From: Philippe Verdy (verdy_p@wanadoo.fr)
Date: Thu May 19 2005 - 07:00:04 CDT
From: "Hans Aberg" <haberg@math.su.se>
> It seems me obvious that such developments will happen, regardless what
> one does at Unicode. The best Unicode can do, in my opinion, is helping
> such developments. Then such developments could be done in new standards
> within the scope of the Unicode consortium.
As long as ISO/IEC 10646-1 will remain a standard, this won't happen in
Unicode.
And even if there's a successor, I think it will probably correct a "better"
representation by providing equivalences with the past ISO/IEC 10646-1 code
points, so even Unicode will adapt to the change.

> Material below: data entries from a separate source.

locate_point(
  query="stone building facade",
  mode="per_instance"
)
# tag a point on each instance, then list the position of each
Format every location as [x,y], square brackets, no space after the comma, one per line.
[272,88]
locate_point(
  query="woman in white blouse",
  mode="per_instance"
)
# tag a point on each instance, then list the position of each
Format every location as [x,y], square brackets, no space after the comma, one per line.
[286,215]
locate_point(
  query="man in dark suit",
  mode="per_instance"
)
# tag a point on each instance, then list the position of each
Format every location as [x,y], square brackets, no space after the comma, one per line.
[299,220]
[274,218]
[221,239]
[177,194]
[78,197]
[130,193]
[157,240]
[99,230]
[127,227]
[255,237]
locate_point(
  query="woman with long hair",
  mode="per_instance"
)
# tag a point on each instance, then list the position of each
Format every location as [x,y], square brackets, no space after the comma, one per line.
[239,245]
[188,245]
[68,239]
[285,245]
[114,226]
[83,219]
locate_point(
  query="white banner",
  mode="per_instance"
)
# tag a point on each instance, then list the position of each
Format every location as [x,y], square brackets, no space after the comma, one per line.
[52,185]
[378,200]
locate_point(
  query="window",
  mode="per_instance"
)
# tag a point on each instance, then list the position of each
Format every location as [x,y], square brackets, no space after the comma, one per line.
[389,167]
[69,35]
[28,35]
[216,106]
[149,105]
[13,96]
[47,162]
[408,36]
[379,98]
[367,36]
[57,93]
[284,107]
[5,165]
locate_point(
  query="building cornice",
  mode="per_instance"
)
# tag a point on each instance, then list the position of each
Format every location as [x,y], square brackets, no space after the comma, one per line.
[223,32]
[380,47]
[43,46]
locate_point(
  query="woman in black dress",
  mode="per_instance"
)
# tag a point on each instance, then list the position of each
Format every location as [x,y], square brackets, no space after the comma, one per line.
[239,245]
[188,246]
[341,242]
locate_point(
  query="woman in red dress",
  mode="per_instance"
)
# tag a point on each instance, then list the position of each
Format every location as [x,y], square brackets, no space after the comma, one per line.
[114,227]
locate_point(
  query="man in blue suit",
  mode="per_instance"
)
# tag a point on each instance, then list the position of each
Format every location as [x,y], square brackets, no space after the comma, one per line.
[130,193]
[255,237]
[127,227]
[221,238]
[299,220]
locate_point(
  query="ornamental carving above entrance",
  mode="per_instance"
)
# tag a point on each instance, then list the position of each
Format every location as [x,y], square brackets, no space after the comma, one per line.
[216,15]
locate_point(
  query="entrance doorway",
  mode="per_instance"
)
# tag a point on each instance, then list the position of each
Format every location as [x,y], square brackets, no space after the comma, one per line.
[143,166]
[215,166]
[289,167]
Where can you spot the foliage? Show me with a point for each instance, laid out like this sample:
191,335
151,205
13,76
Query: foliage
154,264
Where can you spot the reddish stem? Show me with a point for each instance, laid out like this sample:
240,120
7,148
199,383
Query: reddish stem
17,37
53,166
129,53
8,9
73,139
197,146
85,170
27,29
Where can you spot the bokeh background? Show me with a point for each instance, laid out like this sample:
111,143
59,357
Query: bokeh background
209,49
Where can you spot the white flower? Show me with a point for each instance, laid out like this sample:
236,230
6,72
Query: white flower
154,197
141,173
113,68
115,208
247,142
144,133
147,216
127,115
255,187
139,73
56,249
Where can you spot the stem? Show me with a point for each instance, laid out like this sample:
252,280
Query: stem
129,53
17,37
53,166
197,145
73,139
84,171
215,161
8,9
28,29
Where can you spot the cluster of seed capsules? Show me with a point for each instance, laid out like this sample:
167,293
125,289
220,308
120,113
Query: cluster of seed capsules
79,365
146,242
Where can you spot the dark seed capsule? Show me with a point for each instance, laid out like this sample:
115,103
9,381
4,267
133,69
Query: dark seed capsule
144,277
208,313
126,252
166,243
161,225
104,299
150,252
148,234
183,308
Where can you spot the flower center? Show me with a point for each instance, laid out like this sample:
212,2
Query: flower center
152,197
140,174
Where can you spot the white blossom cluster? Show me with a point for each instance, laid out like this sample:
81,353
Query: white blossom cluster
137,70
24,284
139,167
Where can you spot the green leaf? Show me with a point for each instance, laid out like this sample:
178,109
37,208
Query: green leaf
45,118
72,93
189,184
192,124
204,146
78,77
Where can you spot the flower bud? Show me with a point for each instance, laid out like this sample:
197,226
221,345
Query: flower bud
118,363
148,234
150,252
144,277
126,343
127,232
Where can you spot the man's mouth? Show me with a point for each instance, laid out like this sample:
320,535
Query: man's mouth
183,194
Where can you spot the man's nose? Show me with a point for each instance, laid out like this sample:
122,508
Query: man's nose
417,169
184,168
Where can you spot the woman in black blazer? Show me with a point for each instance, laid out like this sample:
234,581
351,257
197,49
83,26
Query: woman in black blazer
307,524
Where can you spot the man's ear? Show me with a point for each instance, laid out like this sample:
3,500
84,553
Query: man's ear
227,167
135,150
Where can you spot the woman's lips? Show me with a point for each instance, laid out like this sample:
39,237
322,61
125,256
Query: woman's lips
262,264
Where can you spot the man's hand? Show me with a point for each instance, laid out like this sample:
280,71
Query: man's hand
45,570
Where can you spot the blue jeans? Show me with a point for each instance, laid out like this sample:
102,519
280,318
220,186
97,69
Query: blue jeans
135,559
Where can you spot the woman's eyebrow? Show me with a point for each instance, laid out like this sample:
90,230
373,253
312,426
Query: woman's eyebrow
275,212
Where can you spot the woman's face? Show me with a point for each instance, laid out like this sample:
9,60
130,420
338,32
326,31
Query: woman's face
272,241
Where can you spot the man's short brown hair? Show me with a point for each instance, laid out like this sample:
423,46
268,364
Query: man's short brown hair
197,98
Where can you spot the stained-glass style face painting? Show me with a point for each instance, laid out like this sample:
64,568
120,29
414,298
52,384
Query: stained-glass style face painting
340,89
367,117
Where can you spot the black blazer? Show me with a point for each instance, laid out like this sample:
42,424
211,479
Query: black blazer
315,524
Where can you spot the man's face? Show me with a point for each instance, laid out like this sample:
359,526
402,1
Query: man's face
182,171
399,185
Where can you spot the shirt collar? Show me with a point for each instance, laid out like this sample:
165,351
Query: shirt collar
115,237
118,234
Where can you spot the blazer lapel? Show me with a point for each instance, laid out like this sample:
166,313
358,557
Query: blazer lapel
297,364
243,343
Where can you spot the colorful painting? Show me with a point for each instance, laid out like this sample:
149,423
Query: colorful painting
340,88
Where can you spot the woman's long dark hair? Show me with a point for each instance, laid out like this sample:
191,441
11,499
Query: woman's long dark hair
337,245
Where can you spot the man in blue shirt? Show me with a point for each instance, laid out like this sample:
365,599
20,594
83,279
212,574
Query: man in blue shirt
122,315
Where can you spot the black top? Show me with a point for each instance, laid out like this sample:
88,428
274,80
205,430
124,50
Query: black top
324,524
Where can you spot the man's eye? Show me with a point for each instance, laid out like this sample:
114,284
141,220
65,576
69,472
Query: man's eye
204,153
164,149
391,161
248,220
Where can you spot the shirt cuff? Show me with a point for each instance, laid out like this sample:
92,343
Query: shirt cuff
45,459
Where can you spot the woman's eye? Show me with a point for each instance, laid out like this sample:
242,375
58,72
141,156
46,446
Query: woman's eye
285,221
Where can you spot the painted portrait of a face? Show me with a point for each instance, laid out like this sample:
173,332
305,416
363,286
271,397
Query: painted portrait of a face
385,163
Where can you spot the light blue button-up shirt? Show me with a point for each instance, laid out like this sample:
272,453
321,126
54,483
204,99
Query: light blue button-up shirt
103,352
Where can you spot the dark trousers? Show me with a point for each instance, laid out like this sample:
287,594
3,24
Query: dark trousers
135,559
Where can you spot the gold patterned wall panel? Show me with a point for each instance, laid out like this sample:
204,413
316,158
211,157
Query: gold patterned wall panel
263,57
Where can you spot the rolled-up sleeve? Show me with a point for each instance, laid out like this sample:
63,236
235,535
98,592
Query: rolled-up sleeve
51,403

I don't like the idea of "patchwork". If you think this because scripts are
encoded separately when some of them could have been unified, or because
some scripts were unified when they should not have been, you forget that
Unicode and ISO/IEC 10646 are also replying to these arguments by making the
necessary desunification (for example Coptic/Greek recently, however
characters were not really splitted).
If you want another encoding model, I can give a few ideas:
- reencoding Korean jamos as simple jamos
- adding a model for interlinear annotation that effectively works for
Chinese and Hebrew
- adding a model for vertical and boustrophedon presentations and their
effect on mirrored characters and text layout
- making a better layered model for canonical/compatibility equivalences
- making a better model for clusters/subclusters (forget the "double"
diacritics), including at the syllabic level.
- adding a layered model for text in general, that structures it into
processable units like paragraphs, sentences and words (also needed to
paliate the difficulties caused by East-Asian scripts).
...
Unfortunately, we still have to live with all these limitations. However all
this goes too far away from the objectives of ISO/IEC 10646 which is to
reconciliate the many incompatible charsets that have been developed
everywhere. This objective is still the most wanted one today, as
conversions of charsets is needed in so many places, and ISO/IEC 10646 plays
the role of a "kernel" intermediate representation.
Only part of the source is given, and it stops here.